We announced that we will do best new product awards in 2019.
A fundamental question is what criteria should be used to pick. I'd like to open a discussion here on that.
Initial thoughts on criteria:
How well does it work?
This seems too obvious but no industry awards program does testing of products. It would be as if the Oscars were chosen solely by looking at trailers...
Given our industry leading testing program, we can solve this problem. Most notably, we can debunk / properly assess whether a new product actually meets its claims. If they do not, it can easily disqualify them, regardless of how bold the idea or marketing is.
How much better is it than existing products?
If a new product works well but it is capabilities are quite similar to existing products, it might be solid but it would be hard to reasonably say it was the best and certainly would not be the best of the year.
How much does it cost?
This is engineering, not science. If something new is moderately better but it costs 5 times as much, the impact is likely going to be quite limited as most people will not see the value in the new product. Likewise, if something does 90% of what existing products do but at 90% less price, it could disrupt the market.
How impactful can the product be on the market?
Once you get to a shorter list of products that (1) work, (2) are materially better than existing ones and (3) either has reasonable or lower costs, you are still faced with having to contrast those that remain to each other.
One idea that people mention is categories, i.e., VMS vs fixed IP camera vs multi-imager IP camera vs PTZs vs accessories vs storage vs analytics vs face recognition, etc.
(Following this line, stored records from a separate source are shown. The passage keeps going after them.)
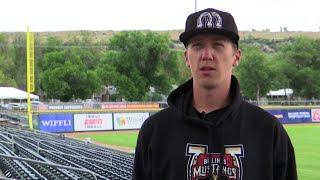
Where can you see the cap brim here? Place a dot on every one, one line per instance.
(186, 36)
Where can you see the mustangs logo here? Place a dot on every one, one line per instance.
(201, 163)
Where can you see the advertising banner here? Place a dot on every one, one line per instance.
(65, 107)
(131, 106)
(129, 120)
(92, 122)
(292, 115)
(56, 122)
(315, 115)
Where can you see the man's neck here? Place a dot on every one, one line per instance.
(208, 100)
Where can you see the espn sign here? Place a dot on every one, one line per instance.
(315, 115)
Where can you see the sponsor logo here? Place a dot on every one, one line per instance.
(204, 165)
(121, 121)
(315, 115)
(298, 115)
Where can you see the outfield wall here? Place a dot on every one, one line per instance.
(85, 121)
(295, 114)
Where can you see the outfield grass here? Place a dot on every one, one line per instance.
(306, 142)
(305, 139)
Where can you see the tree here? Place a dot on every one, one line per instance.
(255, 73)
(303, 64)
(138, 60)
(6, 63)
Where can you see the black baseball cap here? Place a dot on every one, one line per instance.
(210, 21)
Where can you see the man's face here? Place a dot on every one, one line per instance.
(211, 59)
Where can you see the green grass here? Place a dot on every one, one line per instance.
(305, 139)
(306, 143)
(126, 139)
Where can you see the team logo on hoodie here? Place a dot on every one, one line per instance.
(202, 165)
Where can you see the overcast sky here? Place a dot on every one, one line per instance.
(58, 15)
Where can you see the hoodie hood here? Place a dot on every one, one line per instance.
(181, 99)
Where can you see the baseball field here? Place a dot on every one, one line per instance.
(305, 139)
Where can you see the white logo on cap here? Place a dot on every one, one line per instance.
(209, 20)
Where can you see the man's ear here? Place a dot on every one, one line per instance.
(186, 59)
(237, 59)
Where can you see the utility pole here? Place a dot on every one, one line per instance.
(195, 5)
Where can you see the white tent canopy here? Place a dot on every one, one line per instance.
(281, 92)
(14, 93)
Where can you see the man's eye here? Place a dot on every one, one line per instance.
(196, 44)
(218, 44)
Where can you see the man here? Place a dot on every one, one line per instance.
(208, 131)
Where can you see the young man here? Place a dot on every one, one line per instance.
(208, 131)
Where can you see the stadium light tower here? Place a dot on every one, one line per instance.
(195, 5)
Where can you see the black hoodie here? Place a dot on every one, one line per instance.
(179, 143)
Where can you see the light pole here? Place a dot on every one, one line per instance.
(195, 5)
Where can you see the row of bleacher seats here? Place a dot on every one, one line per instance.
(54, 156)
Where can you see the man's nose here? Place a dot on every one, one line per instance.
(207, 53)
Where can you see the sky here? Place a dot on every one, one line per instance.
(117, 15)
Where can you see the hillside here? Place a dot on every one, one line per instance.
(175, 34)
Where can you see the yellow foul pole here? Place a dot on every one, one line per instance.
(30, 71)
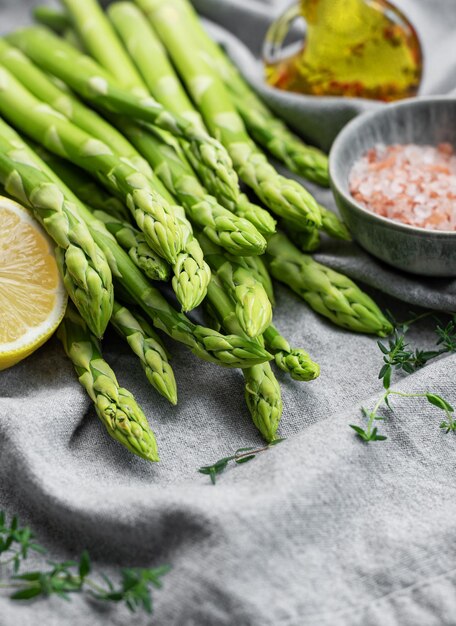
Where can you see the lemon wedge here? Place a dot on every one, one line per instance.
(32, 295)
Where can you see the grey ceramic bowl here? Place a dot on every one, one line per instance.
(422, 121)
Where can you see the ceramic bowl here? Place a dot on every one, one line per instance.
(422, 121)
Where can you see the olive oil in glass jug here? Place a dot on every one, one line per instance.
(354, 48)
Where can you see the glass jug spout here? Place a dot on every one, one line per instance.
(354, 48)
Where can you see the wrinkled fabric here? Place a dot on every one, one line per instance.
(321, 530)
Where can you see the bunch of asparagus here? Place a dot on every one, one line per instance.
(132, 131)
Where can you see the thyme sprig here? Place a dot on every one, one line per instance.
(242, 455)
(398, 356)
(68, 577)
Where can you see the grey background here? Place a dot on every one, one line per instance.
(320, 531)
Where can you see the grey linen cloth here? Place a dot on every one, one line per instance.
(321, 530)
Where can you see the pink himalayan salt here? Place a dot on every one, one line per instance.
(408, 183)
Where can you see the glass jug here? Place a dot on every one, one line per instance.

That would help reduce contrasts across categories though it also makes the awards less significant, i.e., in most categories there are not a lot of viable new entrants each year.
We definitely would like to pick the best across all video surveillance to better emphasize / highlight impactful products. The question then becomes how do you compare the best new PTZ vs the new best new facial recognition? One might assess how much of a breakthrough each has made in their respective categories and what that breakthrough could achieve across the market?
Those are some initial thoughts. Curious to hear from others.